Максим медленно шел вдоль ограды. Плащ свой, который за всю поездку так и не пришлось накинуть на плечи – каждый день над головой было чистое небо, – он нес на руке.

В глубине сквера кто-то подлаживался под соловья – свист фальшивый, сразу было видно, что делал это человек: может, ему тоскливо стало без соловья.

Максим любил приезжать сюда. Если случалась в отделе командировка, брал ее и ехал. Из этих мест была его мать – местечко, в котором она родилась, километрах в двадцати от городка. Но туда Максим ни разу не ездил. И не потому, что не было случая. На то имелась своя причина. Его мать вышла замуж против воли отца, и тот избегал ее всю жизнь – не хотел видеть; не отступил старик даже тогда, когда у нее уже было четверо детей. Жили как чужие. Так и умерли оба – мать и дед Максима, – не помирившись. В городке жила подруга матери. Они вместе росли в местечке.
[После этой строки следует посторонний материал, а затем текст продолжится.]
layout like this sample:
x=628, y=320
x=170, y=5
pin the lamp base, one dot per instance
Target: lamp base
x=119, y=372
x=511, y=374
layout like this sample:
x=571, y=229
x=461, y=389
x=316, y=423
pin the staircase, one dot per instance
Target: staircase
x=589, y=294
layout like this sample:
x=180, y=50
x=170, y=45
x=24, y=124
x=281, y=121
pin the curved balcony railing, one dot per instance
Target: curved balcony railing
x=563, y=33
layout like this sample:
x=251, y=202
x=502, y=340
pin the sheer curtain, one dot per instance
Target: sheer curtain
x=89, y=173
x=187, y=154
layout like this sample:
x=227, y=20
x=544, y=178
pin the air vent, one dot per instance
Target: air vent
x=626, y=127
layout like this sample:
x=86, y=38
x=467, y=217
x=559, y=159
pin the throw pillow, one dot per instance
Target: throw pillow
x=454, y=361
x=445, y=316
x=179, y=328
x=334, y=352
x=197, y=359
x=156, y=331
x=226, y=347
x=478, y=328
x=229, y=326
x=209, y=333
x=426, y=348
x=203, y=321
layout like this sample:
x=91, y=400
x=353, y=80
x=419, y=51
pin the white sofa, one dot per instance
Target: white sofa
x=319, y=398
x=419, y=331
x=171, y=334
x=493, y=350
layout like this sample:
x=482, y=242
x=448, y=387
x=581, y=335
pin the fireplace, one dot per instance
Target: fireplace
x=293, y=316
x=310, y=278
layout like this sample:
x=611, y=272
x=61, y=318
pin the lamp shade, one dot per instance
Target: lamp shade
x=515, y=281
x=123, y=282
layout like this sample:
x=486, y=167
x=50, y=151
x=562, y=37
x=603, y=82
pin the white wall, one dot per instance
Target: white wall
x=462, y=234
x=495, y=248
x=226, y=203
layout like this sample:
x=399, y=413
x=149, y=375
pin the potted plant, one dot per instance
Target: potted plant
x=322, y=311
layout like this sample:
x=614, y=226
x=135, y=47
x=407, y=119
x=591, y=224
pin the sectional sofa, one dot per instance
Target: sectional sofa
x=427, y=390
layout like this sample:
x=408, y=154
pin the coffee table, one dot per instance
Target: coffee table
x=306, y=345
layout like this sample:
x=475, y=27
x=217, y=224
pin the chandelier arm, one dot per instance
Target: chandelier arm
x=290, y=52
Максим еще с давних пор помнит, как она приезжала к ним и всегда говорила, едва переступив порог:

– Твой кулак все злится. Намедни встретила я его и говорю, что собираюсь к Авгинье, так он аж отвернулся. Ну и порода. Все они такие, одним миром мазанные. Жаль только маму твою.

Она почему-то каждый раз привозила с собой яблоки – случалось ли это летом или зимой. И, может, потому Максим первый начал жалеть, когда она вдруг перестала к ним приезжать.

– Это меня как раз тогда невзлюбил твой отец, – призналась старуха Максиму, встретив его спустя много лет на улице.

Женщина очень рада была, что наконец увидела сына своей подруги, привела Максима к себе и начала угощать липовым медом.

– Ты, Максимка, ешь, не ленись, – сказала она, усадив его за стол. – Так говоришь, вы уже все выросли и поразъехались? И Петрок и Лариса? А эта ваша, младшая? – Аленка?

– Ну да.

– Уже замужем.

– Ну вот, видишь!.. Скажи ты… Так я и говорю, мать ваша… Вот уж кто нагоревался так нагоревался. Будто на одно только горе и рассчитано было. Сначала со своим отцом у нее была беда, а потом и с твоим… Нет, не повезло ей. Как хочешь, а не такого бы ей мужа… Ты не обижайся на меня, старуху, что я так о батьке твоем. Но мы с твоей матерью, знаешь?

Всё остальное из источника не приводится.